La panique s'empare brusquement de moi, et ma respiration se fait plus érratique. Une crise de panique, dans un lieu inconnu et qui est probablement dangereux, Dieu se fout littéralement de ma gueule. Pourtant, malgré les exercices de respiration que je m'efforce de faire, je n'arrive pas à me calmer. L'air commence à cruellement me manquer, et un sentiment d'impuissance et de vulnérabilité - qui soit dite en passant me semble vaguement familier - s'immisce à l'intérieur de moi.
J'enrage et serre les poings en enfonçant mes ongles dans la paume de ma main, alors que des larmes de colère et de désespoir dévalent mes joues. Instinctivement, je me recroqueville sur moi-même, maudissant pour la énième fois ma faiblesse depuis... depuis quoi déjà ?

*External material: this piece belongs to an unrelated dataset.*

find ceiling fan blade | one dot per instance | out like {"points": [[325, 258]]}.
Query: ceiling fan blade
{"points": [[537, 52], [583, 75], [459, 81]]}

Impossible de me souvenir. Mon esprit est flou et embrumé par la panique, je suis incapable de respirer normalement et de faire le tri dans mes pensées complètement chamboulées. Jusqu'à ce qu'une main chaude et rassurante se pose sur mon dos. Cette main, elle m'est familière...
Pourquoi... pourquoi est-ce que le contact de cette personne ne me dérange pas ? Je ne sais pas... je ne sais plus...
Mon corps se met à trembler de plus belle, et je retiens tant bien que mal les gémissements qui franchissent par intermittence mes lèvres gercées.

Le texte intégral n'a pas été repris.